Bug 223950

Summary: lower default kern.cam.da.X.delete_max to avoid ZFS TRIM timeouts
Product: Base System Reporter: Jim Phillips <jim>
Component: kernAssignee: Warner Losh <imp>
Status: New ---    
Severity: Affects Some People CC: jim, ncrogers, phk
Priority: ---    
Version: 11.1-RELEASE   
Hardware: amd64   
OS: Any   

Description Jim Phillips 2017-11-28 22:38:07 UTC
We are seeing the issue with ZFS described at
https://lists.freebsd.org/pipermail/freebsd-scsi/2015-July/006777.html
where SATA SSDs on a SAS controller will time out on TRIM commands.

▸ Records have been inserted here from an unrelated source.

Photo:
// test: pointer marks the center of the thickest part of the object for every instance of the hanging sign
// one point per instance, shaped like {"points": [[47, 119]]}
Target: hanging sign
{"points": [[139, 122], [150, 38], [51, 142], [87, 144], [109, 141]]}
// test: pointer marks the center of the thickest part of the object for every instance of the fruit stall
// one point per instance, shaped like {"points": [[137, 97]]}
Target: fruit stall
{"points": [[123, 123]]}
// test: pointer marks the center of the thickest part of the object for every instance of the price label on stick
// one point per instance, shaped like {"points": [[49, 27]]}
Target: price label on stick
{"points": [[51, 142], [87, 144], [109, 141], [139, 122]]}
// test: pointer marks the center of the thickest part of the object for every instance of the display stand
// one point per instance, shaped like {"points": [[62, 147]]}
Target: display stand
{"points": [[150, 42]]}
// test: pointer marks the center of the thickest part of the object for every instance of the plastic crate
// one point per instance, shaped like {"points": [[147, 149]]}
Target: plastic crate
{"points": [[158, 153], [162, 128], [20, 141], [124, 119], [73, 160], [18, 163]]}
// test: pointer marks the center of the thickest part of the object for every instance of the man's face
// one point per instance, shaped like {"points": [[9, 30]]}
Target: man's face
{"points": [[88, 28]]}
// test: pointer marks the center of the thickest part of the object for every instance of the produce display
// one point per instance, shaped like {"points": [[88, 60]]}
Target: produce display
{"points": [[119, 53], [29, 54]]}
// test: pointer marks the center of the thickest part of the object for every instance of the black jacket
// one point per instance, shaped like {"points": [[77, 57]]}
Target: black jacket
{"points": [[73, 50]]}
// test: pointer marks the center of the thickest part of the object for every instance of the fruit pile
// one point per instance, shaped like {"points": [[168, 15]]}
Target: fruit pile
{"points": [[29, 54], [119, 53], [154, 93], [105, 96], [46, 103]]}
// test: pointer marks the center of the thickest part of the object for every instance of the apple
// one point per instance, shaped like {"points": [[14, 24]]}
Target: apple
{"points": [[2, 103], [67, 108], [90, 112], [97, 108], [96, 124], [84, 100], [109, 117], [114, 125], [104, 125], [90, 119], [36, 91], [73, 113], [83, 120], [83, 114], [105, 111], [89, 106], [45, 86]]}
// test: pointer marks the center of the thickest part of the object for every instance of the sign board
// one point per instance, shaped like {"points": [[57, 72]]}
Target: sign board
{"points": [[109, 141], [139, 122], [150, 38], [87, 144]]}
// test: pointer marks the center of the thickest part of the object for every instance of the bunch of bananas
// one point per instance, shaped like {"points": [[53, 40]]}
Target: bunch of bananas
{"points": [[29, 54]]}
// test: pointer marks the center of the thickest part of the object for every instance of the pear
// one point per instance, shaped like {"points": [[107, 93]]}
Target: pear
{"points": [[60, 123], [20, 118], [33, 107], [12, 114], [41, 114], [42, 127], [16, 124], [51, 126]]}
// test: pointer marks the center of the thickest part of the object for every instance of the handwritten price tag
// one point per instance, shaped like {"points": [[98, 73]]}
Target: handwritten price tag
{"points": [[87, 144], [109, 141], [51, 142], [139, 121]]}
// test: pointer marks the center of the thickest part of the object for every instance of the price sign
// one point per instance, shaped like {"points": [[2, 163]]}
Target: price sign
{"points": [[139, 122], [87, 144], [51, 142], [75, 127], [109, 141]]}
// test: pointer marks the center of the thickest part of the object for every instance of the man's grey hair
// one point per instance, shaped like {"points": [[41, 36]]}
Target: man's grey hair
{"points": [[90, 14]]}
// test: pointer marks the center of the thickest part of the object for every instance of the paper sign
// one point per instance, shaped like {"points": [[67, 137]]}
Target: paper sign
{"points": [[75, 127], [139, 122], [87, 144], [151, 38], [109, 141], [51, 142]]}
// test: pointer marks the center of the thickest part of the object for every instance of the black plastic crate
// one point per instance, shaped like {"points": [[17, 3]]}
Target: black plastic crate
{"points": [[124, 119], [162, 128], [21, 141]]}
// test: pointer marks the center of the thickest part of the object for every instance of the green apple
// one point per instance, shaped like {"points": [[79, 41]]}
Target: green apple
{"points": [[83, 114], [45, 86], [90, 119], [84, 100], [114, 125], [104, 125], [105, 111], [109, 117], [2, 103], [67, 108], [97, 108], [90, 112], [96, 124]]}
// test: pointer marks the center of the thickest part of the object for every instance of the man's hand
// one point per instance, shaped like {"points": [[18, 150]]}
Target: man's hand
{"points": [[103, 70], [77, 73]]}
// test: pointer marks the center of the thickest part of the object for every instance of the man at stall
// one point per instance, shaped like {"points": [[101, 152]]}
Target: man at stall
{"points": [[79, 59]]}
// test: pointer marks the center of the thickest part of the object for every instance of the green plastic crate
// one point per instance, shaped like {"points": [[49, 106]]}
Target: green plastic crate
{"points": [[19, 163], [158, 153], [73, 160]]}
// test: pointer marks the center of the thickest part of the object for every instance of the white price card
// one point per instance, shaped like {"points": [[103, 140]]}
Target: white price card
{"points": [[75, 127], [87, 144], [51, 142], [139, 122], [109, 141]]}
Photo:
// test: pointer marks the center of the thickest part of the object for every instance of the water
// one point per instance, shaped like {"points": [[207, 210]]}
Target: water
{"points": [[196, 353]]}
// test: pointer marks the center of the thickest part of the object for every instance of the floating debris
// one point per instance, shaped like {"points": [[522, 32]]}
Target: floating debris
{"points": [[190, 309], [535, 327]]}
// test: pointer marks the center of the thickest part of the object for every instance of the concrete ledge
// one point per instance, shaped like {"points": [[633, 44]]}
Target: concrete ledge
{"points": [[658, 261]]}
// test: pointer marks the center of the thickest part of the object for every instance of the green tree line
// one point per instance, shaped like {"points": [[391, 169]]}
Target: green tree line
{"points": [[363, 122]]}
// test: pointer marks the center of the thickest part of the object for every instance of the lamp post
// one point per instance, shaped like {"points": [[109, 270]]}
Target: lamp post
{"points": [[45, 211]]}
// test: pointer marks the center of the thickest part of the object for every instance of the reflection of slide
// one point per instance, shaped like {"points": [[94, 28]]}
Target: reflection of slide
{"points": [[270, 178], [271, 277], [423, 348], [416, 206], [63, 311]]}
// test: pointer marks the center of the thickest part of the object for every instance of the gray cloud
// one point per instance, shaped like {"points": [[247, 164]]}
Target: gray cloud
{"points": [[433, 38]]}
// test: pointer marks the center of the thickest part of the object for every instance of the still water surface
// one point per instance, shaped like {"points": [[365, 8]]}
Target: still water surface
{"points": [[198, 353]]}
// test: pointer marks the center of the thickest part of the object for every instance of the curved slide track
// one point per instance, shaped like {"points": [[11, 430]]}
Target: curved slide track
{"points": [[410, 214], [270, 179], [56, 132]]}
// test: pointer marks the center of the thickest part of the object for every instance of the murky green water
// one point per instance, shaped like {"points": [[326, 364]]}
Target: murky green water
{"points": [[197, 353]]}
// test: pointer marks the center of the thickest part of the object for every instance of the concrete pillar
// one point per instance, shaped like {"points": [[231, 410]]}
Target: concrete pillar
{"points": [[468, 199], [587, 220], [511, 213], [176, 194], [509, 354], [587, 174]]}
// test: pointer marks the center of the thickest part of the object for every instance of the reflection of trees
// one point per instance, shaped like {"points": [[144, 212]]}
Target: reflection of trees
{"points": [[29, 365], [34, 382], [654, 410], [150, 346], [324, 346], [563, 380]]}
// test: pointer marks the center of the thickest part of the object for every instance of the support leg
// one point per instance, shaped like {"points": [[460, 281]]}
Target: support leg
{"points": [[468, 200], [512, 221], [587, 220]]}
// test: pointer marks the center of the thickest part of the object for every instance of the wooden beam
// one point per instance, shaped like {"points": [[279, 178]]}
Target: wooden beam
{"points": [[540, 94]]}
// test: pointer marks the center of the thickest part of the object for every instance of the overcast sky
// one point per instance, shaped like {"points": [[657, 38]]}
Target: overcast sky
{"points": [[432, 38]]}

This was the original state, with TRIM failures recorded in kstat:

kern.geom.dev.delete_max_sectors: 262144
kern.cam.da.4.delete_max: 17179607040
kern.cam.da.4.delete_method: ATA_TRIM
kern.cam.da.3.delete_max: 17179607040
kern.cam.da.3.delete_method: ATA_TRIM
kern.cam.da.2.delete_max: 17179607040
kern.cam.da.2.delete_method: ATA_TRIM
kern.cam.da.5.delete_max: 17179607040
kern.cam.da.5.delete_method: ATA_TRIM
kern.cam.da.1.delete_max: 17179607040
kern.cam.da.1.delete_method: ATA_TRIM
kern.cam.da.0.delete_max: 17179607040
kern.cam.da.0.delete_method: ATA_TRIM
kern.cam.ada.0.delete_method: DSM_TRIM
vfs.zfs.trim.max_interval: 1
vfs.zfs.trim.timeout: 30
vfs.zfs.trim.txg_delay: 32
vfs.zfs.trim.enabled: 1
vfs.zfs.vdev.trim_max_pending: 10000
vfs.zfs.vdev.bio_delete_disable: 0
vfs.zfs.vdev.trim_max_active: 64
vfs.zfs.vdev.trim_min_active: 1
vfs.zfs.vdev.trim_on_init: 1
hw.nvd.delete_max: 1073741824
kstat.zfs.misc.arcstats.deleted: 138850
kstat.zfs.misc.zio_trim.failed: 9399097
kstat.zfs.misc.zio_trim.unsupported: 0
kstat.zfs.misc.zio_trim.success: 792148930
kstat.zfs.misc.zio_trim.bytes: 31513520795648

Our current workaround is to lower delete_max (for all drives):
sysctl kern.cam.da.0.delete_max=536870912

I suggest a lower default value than the current 17179607040.
Comment 1 Poul-Henning Kamp freebsd_committer 2019-02-07 07:51:23 UTC
Seconded.

I just triggered a driver panic because zpool create BIO_DELETED entire 2TB SSD drives.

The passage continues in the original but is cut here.